Еще не стемнело, когда брянский боярин, усевшись на облучок своей большой, называемой «Ордынской», телеги, выехал в сторону степи. В ту же ночь он вместе с отрядом ожидавших его воинов поспешно отправился назад в родной Брянск.
Князь Дмитрий встретил своего верного боярина с большой радостью: ведь тот избавил его от опасности лютой смерти! К счастью, Кручина, не общавшийся во время своей поездки с больными, сумел уберечься от заражения. Однако княжеский лекарь, осмотрев удачливого боярина, все-таки окурил путешественников, лошадей и повозки едким дымом.
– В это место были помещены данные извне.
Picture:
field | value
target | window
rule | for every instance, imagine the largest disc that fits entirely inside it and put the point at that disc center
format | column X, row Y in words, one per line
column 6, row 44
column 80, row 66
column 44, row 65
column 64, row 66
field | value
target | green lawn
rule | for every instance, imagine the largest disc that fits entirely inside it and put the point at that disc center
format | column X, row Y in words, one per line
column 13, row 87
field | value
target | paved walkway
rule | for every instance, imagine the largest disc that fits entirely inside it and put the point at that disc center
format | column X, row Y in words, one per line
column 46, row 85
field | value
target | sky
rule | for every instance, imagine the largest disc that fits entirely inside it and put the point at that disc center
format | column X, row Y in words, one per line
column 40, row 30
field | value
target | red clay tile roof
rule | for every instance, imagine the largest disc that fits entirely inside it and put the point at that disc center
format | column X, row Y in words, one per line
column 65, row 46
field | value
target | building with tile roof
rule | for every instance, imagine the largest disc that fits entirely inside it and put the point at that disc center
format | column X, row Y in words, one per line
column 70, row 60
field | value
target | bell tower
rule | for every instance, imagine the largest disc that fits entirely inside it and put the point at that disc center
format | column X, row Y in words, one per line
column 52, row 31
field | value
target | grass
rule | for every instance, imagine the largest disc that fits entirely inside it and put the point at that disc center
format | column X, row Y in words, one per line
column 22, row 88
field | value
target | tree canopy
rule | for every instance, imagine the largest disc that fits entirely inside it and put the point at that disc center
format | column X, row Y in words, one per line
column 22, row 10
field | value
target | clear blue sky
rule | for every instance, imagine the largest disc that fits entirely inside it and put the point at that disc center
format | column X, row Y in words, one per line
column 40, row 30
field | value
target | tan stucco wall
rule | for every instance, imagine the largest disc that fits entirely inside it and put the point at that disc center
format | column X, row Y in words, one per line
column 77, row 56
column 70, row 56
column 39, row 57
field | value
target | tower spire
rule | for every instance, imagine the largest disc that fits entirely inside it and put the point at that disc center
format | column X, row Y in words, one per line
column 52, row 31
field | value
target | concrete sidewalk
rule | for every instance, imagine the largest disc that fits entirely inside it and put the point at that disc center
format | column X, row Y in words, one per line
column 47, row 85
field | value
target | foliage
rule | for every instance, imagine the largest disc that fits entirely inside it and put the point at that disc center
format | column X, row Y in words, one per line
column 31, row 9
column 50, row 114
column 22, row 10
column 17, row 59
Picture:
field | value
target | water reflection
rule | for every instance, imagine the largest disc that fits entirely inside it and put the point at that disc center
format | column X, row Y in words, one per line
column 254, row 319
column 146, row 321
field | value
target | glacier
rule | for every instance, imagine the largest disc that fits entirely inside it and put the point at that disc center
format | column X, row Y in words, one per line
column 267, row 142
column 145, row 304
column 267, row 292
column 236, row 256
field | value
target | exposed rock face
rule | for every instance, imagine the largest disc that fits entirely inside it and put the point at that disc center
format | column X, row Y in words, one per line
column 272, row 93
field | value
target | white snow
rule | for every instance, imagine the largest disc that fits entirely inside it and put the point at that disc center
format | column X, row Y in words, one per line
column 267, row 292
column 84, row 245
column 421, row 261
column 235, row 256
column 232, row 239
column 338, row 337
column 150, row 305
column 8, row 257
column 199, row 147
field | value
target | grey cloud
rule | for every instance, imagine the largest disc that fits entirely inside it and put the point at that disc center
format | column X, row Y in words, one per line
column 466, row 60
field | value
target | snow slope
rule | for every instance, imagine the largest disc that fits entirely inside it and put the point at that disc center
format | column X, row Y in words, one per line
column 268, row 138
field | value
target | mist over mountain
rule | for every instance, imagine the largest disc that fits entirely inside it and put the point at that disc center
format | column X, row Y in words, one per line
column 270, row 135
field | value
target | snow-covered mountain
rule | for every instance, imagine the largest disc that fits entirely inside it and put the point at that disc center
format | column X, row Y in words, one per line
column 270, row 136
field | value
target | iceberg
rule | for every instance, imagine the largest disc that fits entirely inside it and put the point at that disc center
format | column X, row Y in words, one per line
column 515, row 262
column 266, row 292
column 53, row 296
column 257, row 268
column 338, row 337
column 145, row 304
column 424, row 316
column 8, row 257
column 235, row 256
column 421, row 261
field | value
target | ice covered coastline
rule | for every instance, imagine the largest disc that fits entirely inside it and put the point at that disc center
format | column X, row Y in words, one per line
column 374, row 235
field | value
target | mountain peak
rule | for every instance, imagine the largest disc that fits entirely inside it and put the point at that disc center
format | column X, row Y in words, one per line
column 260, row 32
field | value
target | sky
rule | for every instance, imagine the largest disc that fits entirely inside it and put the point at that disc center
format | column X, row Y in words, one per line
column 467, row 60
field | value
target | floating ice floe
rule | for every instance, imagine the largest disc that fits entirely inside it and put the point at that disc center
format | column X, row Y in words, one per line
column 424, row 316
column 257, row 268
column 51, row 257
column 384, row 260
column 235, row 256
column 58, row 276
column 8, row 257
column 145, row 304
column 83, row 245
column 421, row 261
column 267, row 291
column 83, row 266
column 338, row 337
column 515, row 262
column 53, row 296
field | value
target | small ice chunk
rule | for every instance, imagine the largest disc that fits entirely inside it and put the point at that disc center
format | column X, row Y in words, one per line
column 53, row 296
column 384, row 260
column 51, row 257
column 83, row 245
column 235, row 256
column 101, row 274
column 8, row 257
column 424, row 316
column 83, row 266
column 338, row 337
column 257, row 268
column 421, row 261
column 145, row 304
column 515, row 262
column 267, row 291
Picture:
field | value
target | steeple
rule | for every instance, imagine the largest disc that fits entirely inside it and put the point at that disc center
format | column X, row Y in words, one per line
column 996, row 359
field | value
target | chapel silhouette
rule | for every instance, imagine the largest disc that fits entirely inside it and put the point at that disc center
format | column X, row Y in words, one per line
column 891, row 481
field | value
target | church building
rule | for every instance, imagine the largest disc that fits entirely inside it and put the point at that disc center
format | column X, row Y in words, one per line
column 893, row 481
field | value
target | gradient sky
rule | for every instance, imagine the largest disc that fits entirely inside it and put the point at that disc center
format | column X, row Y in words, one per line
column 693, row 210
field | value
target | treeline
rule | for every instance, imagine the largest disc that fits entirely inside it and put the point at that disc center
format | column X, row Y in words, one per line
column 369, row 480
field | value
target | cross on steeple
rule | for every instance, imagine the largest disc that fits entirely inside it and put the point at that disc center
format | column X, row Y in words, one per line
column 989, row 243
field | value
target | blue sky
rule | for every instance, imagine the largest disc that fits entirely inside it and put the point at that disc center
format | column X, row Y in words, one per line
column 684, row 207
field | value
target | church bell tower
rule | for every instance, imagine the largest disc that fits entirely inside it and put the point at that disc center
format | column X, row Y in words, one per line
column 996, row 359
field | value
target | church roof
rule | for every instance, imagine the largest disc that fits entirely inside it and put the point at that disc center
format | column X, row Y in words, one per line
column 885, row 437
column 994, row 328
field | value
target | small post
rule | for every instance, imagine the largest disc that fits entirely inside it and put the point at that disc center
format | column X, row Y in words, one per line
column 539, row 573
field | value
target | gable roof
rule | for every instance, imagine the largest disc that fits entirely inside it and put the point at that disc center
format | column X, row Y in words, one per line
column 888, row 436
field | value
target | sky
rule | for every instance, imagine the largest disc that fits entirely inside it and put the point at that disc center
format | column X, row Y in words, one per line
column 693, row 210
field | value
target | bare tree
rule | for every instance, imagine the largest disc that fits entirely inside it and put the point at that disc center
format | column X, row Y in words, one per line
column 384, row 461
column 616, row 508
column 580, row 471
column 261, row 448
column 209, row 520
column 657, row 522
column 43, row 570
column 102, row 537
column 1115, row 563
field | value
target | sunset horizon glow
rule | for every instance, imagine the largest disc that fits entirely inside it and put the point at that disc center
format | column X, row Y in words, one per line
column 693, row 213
На встрече с князем и боярами Кручина Миркович подробно рассказал о своей поездке и особенно о тверских делах, но, оказывается, здесь уже об этом знали.
– Ты все хорошо знаешь об ордынских делах, сын мой, – сказал седобородый епископ Иоанн, – но ничего не слышал о событиях на святой Руси! А к нам прибыли люди с русского севера и рассказали о позорной стычке князя Всеволода Александрыча со своим дядькой Василием!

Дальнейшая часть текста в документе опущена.